Statistical analysis
Statistical analysis was performed using SPSS 17.0 software. The measurement data were expressed as ±S, the inter-group mean comparison was analyzed by ANOVA, and the LSD test was used for comparison between groups, with P < 0.05 being considered as statistical significance.
RESULTS
Impact of quercetin and isoquercitrin on glucose production and mRNA expressions of PEPCK, G6Pase, and LKB1.
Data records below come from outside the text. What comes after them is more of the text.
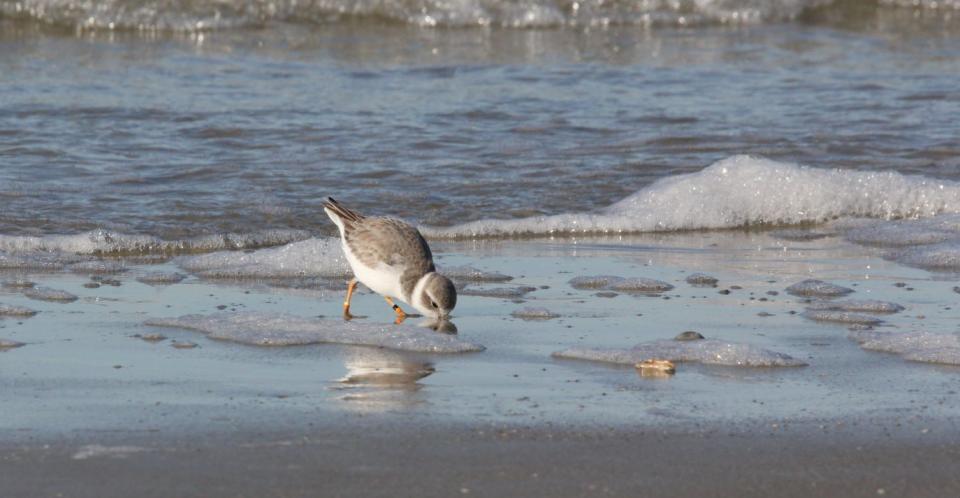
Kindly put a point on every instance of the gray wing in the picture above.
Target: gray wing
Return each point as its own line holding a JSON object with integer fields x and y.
{"x": 393, "y": 243}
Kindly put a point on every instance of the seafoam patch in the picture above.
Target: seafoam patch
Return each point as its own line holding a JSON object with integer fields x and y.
{"x": 710, "y": 351}
{"x": 271, "y": 329}
{"x": 858, "y": 305}
{"x": 817, "y": 288}
{"x": 620, "y": 284}
{"x": 740, "y": 191}
{"x": 316, "y": 257}
{"x": 47, "y": 294}
{"x": 16, "y": 311}
{"x": 844, "y": 317}
{"x": 471, "y": 274}
{"x": 100, "y": 451}
{"x": 161, "y": 278}
{"x": 530, "y": 313}
{"x": 921, "y": 346}
{"x": 515, "y": 292}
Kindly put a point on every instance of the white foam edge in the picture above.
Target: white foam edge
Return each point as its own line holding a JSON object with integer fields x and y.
{"x": 920, "y": 346}
{"x": 839, "y": 316}
{"x": 9, "y": 310}
{"x": 817, "y": 288}
{"x": 857, "y": 305}
{"x": 314, "y": 257}
{"x": 707, "y": 351}
{"x": 273, "y": 329}
{"x": 534, "y": 313}
{"x": 108, "y": 242}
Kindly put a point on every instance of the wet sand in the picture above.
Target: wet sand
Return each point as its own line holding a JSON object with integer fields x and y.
{"x": 415, "y": 458}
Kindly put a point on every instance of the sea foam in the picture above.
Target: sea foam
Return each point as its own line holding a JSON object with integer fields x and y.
{"x": 316, "y": 257}
{"x": 919, "y": 346}
{"x": 710, "y": 351}
{"x": 203, "y": 15}
{"x": 858, "y": 305}
{"x": 114, "y": 243}
{"x": 740, "y": 191}
{"x": 270, "y": 329}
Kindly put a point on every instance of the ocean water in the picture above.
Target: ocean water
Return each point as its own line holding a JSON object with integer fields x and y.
{"x": 163, "y": 166}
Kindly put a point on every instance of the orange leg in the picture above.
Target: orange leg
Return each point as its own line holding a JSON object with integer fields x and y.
{"x": 351, "y": 286}
{"x": 401, "y": 316}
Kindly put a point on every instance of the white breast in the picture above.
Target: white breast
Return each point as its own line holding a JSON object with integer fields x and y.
{"x": 383, "y": 279}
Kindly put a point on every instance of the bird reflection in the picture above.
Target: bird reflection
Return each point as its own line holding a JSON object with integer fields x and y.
{"x": 382, "y": 368}
{"x": 379, "y": 381}
{"x": 443, "y": 326}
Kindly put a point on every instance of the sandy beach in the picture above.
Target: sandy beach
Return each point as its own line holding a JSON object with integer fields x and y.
{"x": 360, "y": 457}
{"x": 760, "y": 199}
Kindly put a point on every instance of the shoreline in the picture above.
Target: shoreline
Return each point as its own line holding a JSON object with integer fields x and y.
{"x": 369, "y": 458}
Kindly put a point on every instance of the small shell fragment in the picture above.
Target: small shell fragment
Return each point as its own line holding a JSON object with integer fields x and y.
{"x": 656, "y": 368}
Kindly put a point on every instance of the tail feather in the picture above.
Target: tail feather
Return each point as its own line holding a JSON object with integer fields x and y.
{"x": 346, "y": 215}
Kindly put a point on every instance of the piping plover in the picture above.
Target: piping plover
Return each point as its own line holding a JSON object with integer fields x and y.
{"x": 391, "y": 258}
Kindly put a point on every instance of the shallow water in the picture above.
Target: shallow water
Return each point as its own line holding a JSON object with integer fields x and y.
{"x": 172, "y": 169}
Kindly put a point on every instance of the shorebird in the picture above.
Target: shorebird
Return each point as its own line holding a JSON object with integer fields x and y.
{"x": 391, "y": 258}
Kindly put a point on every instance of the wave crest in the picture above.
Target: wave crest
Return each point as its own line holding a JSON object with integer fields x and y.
{"x": 740, "y": 191}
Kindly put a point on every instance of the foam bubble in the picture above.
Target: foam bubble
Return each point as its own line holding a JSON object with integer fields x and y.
{"x": 639, "y": 284}
{"x": 899, "y": 234}
{"x": 45, "y": 263}
{"x": 701, "y": 279}
{"x": 736, "y": 192}
{"x": 98, "y": 267}
{"x": 529, "y": 313}
{"x": 47, "y": 294}
{"x": 594, "y": 282}
{"x": 18, "y": 311}
{"x": 100, "y": 451}
{"x": 161, "y": 278}
{"x": 709, "y": 351}
{"x": 268, "y": 329}
{"x": 471, "y": 274}
{"x": 913, "y": 345}
{"x": 312, "y": 257}
{"x": 114, "y": 243}
{"x": 937, "y": 257}
{"x": 6, "y": 344}
{"x": 202, "y": 15}
{"x": 841, "y": 317}
{"x": 864, "y": 305}
{"x": 19, "y": 283}
{"x": 817, "y": 288}
{"x": 498, "y": 292}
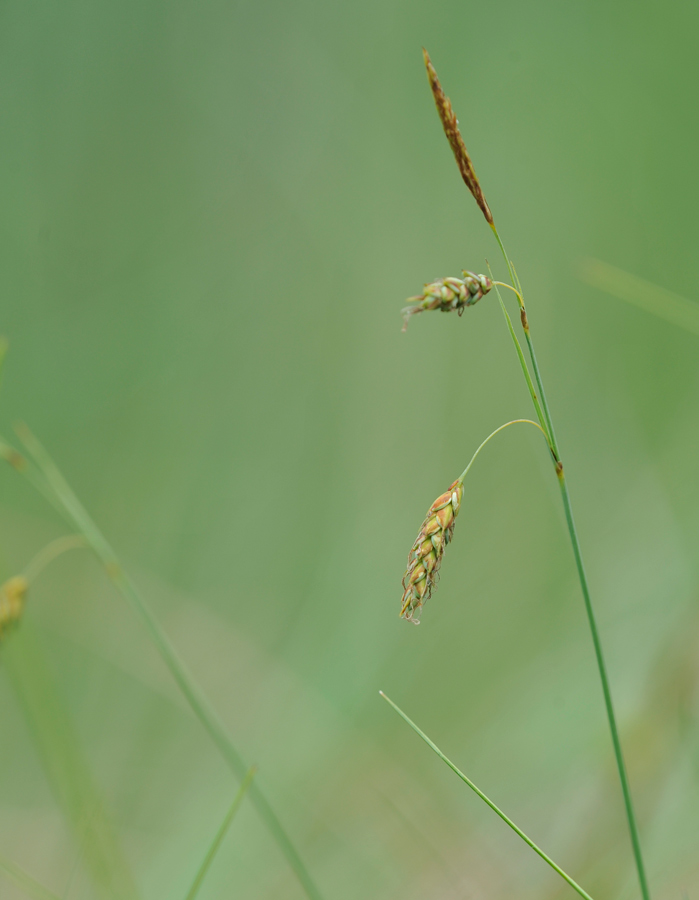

This study detected the concentration of glucose in the supernatant of culture medium to reflect the gluconeogenesis level in the primary liver cells of mice. After 24-hr culture, the concentration of glucose in group C was 55.17±8.03 μmol/L, and that in group GN was significantly higher than in group C (P<0.01). After quercetin and isoquercitrin intervention, the glucose concentrations in the supernatant of group 80Q, group 80I, and group Met were significantly lower than in group GN (P<0.01). After 24-hr culture, the expressions of PEPCK and G6Pase in group GN were significantly higher than in group C (P<0.01). The expressions of PEPCK in group 80Q and group 80I were significantly lower than in group GN (P<0.01). The expressions of G6Pase in group 80Q and group 80I were significantly lower than in group GN (P<0.05). The expressions of PEPCK and G6Pase in group Met were significantly lower than in group GN (P<0.01). The expressions of LKB1 in group 80Q, group 80I, and group Met were significantly higher than in group GN (P<0.01). There was no significant difference in the mRNA expression of AMPKα among each quercetin and isoquercitrin groups (Table 1).
Table 1.
Glucose production (μmol/L) | PEPCK (/GADPH) | G6Pase (/GADPH) | AMPKα (/GADPH) | LKB1 (/GADPH) | |
---|---|---|---|---|---|
C | 55.17±8.03 | 15.66±3.91 | 17.44±3.40 | 23.25±0.40 | 30.63±0.73 |
GN | 179.50±31.85 | 31.53±2.13 | 28.41±1.68 | 22.20±0.86 | 21.71±1.05 |
40Q | 177.33±20.07 | 30.27±2.17 | 28.09±2.79 | 23.06±0.59 | 21.75±1.38 |
80Q | 139.50±21.29b | 28.21±3.21 b | 26.58±3.31 a | 22.52±0.99 | 29.29±0.82b |
40I | 170.75±27.29 | 29.34±1.37 | 27.87±2.24 | 22.85±0.65 | 22.58±2.33 |
80I | 124.62±24.33b | 27.07±2.13b | 24.94±2.23a | 22.83±0.75 | 29.81±0.75b |
Met | 111.50±25.42b | 21.00±2.30b | 23.05±3.40b | 23.58±0.68b | 32.04±1.23b |
Note: Compared with group GN, a, P <0.05; b, P <0.01.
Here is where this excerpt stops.